Oleh: Agus Pribadi dan
Thomas Utomo (Satelitpost, 14 Juli 2013)
Siti duduk menyilang kaki. Sambil
menyedot rokok yang sejak tadi menemaninya, dia menjangkau segelas teh tubruk
di meja. Lalu menyeruput, pelan-pelan. Hawa suam-suam mengaliri
kerongkongannya. Menjalar hangat ke pembuluh darah.
”Syphilis. Stadium empat,” suara dokter dua minggu lalu masih
terasa menghantam batok kepalanya. Suara itu seperti halilintar yang
menyobek langit di siang hari, lantas menyambar tubuhnya.
”Buu! Ibuuu!” suara tua Suradi memanggil, menyeret kesadaran Siti kembali ke rumah itu.
Setelah berkali-kali memanggil, dia terpaksa menyat dari kursi yang beberapa kali berderit ketika diduduki.
”Ada apa?” Siti melongok kamar suaminya. Setengah jengkel dia bertanya.
Di amben, tergeletak Suradi yang malang. Siti mengawasi muka lelaki itu. Dahinya berkerinyut, menggariskan lubang-lubang yang dalam. Nafasnya tersengal-sengal, kesulitan menghela
udara.
”Ada apa, Pak?” ulang Siti, lebih keras. Tanpa sengaja, matanya tersangkut kain
kelambu yang kuning kecokelatan. Di sana, bergayut beberapa tinggi
dan kamitetep yang buncit matang.
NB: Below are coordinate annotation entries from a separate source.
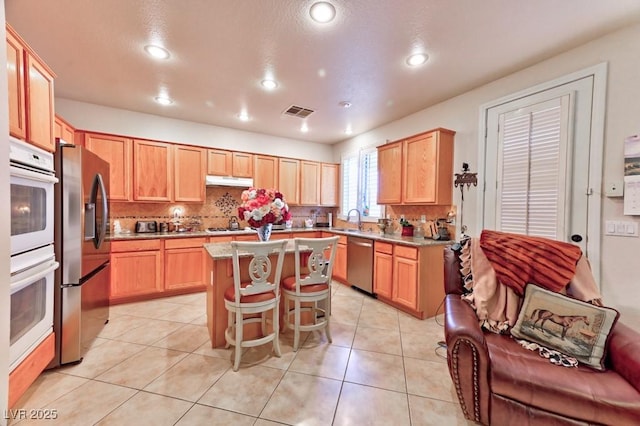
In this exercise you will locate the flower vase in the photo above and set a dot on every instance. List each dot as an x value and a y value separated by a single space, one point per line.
264 232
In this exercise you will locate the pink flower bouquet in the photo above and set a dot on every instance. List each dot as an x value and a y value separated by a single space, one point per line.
262 206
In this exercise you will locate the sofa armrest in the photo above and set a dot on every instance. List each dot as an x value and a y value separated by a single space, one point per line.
467 358
623 350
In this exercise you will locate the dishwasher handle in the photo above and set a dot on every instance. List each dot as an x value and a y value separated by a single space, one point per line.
361 244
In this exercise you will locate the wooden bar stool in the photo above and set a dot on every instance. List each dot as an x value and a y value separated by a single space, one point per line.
258 295
313 286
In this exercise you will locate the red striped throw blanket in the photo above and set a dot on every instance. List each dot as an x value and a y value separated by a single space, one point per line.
521 259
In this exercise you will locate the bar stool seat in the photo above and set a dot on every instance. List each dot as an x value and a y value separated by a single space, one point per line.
257 296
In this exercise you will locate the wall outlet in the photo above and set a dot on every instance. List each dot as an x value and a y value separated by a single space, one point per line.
614 189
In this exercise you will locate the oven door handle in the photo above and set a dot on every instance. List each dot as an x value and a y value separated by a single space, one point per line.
28 174
25 282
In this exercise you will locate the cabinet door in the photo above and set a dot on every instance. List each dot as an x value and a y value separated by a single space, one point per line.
40 111
405 282
185 268
420 169
116 151
309 183
329 184
190 164
153 170
390 173
15 75
136 273
265 171
219 162
383 274
289 180
242 164
340 265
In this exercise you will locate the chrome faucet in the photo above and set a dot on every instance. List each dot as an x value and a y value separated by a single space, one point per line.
359 218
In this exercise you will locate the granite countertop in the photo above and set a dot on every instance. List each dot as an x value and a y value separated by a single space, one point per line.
395 238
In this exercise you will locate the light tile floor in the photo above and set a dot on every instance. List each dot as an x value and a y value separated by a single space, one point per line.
153 365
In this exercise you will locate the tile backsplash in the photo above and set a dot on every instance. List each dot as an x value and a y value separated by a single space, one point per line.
221 203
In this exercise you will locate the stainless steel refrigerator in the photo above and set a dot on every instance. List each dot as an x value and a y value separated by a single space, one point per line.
81 299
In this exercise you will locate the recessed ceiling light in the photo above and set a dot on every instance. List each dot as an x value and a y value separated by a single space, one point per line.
157 51
163 100
322 12
417 59
269 84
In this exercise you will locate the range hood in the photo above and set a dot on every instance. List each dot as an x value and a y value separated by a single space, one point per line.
228 181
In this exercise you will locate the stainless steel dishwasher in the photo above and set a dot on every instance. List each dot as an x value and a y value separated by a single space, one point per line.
360 263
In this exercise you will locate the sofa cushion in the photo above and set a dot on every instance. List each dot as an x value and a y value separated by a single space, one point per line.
581 393
568 325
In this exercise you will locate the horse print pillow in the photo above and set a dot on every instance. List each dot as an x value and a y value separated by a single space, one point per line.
570 326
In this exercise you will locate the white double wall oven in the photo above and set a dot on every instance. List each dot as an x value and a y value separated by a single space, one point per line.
33 262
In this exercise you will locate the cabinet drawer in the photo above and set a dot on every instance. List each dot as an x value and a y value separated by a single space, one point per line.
407 252
184 242
383 247
139 245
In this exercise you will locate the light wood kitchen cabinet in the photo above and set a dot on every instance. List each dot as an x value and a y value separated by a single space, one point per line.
117 151
229 163
390 173
329 184
340 265
383 269
30 92
136 269
152 171
428 168
405 276
289 180
417 170
63 130
309 183
190 165
185 264
265 171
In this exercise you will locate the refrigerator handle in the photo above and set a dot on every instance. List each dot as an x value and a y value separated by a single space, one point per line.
105 210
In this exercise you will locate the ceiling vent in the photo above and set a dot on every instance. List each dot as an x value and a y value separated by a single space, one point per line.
298 111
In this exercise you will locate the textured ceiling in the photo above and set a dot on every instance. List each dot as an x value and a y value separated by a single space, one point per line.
222 49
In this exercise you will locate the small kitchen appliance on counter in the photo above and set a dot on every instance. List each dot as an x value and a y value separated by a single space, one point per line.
146 226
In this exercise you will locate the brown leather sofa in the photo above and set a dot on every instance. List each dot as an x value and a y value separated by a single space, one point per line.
500 383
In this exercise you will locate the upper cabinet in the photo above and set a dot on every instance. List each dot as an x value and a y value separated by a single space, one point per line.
117 151
289 180
309 183
423 164
189 173
152 171
329 184
390 173
228 163
265 171
30 90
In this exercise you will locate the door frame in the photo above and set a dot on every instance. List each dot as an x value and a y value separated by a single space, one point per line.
596 147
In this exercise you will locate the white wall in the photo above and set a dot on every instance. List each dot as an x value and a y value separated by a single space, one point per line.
5 232
129 123
619 282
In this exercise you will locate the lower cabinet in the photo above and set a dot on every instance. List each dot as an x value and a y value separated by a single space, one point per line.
185 264
136 269
145 269
409 278
340 264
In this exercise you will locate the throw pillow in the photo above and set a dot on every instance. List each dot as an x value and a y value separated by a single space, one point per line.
575 328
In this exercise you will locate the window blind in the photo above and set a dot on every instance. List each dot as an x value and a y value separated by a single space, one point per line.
531 182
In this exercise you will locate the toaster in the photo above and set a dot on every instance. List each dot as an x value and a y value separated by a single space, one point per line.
146 226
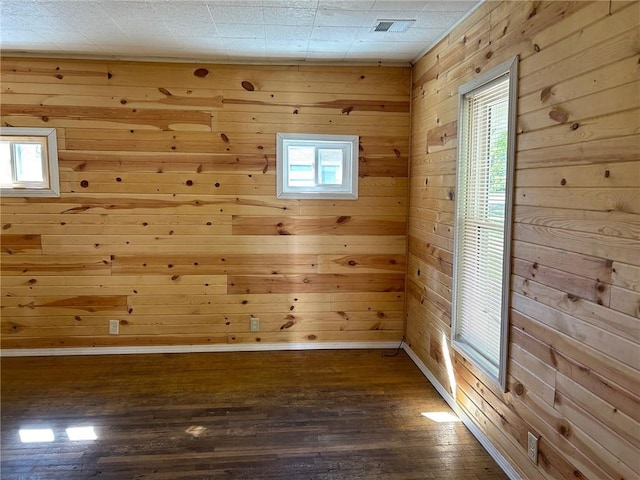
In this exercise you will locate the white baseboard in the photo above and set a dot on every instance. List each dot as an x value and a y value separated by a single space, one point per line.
237 347
473 428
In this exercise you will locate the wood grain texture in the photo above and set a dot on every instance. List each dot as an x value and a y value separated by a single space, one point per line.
332 415
168 205
574 340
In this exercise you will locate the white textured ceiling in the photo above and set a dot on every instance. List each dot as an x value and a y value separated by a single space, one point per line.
260 31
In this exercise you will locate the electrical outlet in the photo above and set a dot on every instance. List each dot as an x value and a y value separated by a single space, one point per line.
114 327
532 447
254 324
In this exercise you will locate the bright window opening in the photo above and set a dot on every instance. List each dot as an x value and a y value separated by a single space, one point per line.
486 145
28 162
317 166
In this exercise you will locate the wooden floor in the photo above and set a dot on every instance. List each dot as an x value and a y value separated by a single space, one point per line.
251 415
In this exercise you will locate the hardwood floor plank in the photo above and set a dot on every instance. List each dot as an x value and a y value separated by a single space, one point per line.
251 415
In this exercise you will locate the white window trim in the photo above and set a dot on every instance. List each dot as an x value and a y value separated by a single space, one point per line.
49 134
509 68
348 190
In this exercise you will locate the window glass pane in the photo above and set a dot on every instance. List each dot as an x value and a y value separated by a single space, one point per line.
5 163
330 163
301 166
29 165
482 222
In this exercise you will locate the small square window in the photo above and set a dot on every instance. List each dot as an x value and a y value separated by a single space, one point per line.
317 166
28 162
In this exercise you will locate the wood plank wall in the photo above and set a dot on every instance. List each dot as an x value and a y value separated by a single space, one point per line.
168 220
574 366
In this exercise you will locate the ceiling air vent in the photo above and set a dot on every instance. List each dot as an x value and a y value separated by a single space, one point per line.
393 26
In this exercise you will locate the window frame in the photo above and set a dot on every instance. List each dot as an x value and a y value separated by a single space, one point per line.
346 190
496 373
50 186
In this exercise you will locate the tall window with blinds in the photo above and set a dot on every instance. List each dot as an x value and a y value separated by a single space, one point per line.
486 146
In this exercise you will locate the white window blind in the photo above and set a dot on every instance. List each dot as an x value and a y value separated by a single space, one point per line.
483 220
28 162
317 166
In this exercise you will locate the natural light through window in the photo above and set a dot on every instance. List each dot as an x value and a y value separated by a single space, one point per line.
441 417
29 162
482 238
36 435
317 166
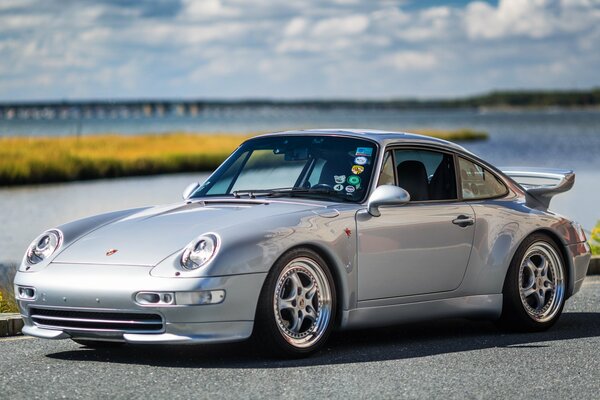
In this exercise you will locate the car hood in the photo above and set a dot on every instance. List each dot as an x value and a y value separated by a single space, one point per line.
149 236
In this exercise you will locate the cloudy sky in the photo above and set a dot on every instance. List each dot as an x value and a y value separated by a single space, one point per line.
98 49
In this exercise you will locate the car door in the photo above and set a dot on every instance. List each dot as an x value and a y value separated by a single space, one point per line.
422 246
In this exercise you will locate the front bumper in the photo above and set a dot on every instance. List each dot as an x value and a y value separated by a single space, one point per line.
97 302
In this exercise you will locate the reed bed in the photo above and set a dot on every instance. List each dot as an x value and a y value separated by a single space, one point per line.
34 160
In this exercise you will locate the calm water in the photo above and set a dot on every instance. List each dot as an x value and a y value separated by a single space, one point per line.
566 139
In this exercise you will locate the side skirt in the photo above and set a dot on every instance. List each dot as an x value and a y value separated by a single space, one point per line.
482 306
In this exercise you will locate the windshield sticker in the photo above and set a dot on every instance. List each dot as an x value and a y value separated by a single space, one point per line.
339 178
361 160
364 151
357 169
354 180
Barangkali habis menyedot darah
Suradi yang penuh bibit penyakit itu.
Dengan susah-payah, Suradi
menghela napas. Seperti ada berkilo-kilo beban yang menyesak paru-parunya.
”Makan,” paraunya.
”Hmm, ya.
Sebentar.” Siti beringsut ke dapur. Lalu kembali dengan sepiring nasi dan segelas teh. ”Ini.” Siti meletakkan nasi dan teh di meja
samping amben. Dia tidak membantu Suradi duduk. Setelah
mengulurkan piring, dia langsung keluar kamar.
”Buuu!”
Belum lama, Suradi sudah
berteriak. Siti mencium gelagat buruk. Beringsut dia ke kamar.
”Apa lagi?”
”Nasinya basi!” teriak Suradi. Dilemparkannya
piring nasi ke meja. Beberapa butir nasi yang malang jatuh berhamburan ke lantai.
”Mana?” Siti meraih piring dan menyuapkan sesendok nasi ke mulutnya.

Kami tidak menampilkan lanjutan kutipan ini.